Banks give them away, plumbers print their logos on them, and back to school lists still include them. Ballpoint pens are easy to use and convenient. But did you know how ballpoint pens changed handwriting?
Before inexpensive ball point pens became available in the late 1950s, people regularly used fountain pens. They require very little pressure to apply ink to paper. In fact, their chief benefit is the smooth flow of ink and the glide of the pen. Because of this, they’re ideal for cursive writing.
The downside of fountain pens is that they leaked. The ink was thin and didn’t dry quickly, which resulted in smears if the writer wasn’t careful. The ink just kept flowing, so the pen had to be physically raised from the paper to stop. Because of this, drips and blobs marring the paper as they fell from the pen tip were an issue. If you spilled water on a document written with ordinary fountain pen ink, the writing would wash away.
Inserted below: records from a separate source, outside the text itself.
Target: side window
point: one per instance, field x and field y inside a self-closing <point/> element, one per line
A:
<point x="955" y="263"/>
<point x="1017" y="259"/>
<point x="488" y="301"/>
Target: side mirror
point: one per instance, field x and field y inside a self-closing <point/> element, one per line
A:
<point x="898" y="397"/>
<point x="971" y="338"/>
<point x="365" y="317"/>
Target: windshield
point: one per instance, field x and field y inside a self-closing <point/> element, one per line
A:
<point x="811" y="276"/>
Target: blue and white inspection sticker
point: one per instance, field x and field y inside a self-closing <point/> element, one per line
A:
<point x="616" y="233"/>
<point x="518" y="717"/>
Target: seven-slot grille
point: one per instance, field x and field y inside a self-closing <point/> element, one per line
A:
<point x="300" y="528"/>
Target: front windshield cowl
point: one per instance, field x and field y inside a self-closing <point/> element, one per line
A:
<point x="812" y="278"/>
In recent years, writing with a fountain pen has become popular again. Those interested in developing elegant penmanship or writing in journals use them. People interested in the arts of calligraphy and lettering find the choice of ink colors and selection of nibs attractive for artistic expression.
Ballpoints Use a Different Method
Where a fountain pen delivers ink from a reservoir through a nib with gravity and capillary action, ball points use a different method. As the name implies, there’s a small steel ball in the tip of a ball point pen. It rolls around, coating itself in ink thicker a fountain pen’s ink.
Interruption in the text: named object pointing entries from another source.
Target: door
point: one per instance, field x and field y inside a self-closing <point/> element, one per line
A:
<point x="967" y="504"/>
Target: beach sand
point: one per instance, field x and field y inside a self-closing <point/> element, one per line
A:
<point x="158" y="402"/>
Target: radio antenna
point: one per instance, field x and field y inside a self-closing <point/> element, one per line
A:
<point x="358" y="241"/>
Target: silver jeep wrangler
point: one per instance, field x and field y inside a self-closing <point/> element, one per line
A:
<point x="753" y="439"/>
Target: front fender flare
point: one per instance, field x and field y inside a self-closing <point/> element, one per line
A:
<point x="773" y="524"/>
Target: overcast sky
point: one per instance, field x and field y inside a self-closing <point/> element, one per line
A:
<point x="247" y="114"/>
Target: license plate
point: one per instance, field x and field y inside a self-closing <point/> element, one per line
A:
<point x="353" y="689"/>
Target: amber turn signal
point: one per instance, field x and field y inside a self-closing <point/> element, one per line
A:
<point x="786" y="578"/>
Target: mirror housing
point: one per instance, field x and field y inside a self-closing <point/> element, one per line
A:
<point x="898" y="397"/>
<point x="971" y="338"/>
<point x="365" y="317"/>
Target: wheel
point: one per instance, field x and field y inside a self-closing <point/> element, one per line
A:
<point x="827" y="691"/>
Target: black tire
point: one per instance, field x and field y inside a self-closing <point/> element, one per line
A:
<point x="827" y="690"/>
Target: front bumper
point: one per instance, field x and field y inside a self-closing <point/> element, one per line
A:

Ballpoints can write in any direction. They require more pressure to apply ink to paper than a fountain pen. They don’t drip if you lift them off the paper. You don’t need to use an inkwell or blotter. The ink dries quickly, and the ball in the tip prevents air from entering and drying out the pen.
Ballpoints changed handwriting because the pen requires more pressure to write with than a fountain pen. Ballpoint pens made it easier to separate letters on the page. As a result, connected cursive writing declined. Ballpoints took over in the mid-20th century because they were inexpensive and highly portable.
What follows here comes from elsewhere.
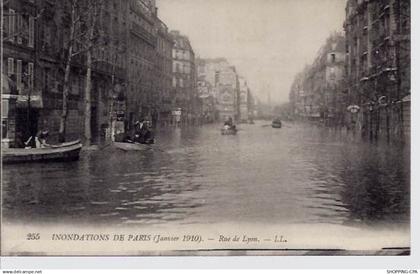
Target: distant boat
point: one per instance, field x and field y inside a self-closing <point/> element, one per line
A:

Sometimes it seems that everything, including writing, has gone entirely digital. But with the renewed interest in analog writing spurred by a burgeoning community of fountain pen enthusiasts, ballpoint pens have evolved. With their close cousin, the rollerball pen, ballpoints now come in elegant styles with grip-friendly barrels. The barrels address complaints of cramping due to the increased pressure required. These premium pens provide all the benefits of the ballpoint, along with the panache associated with fountain pens.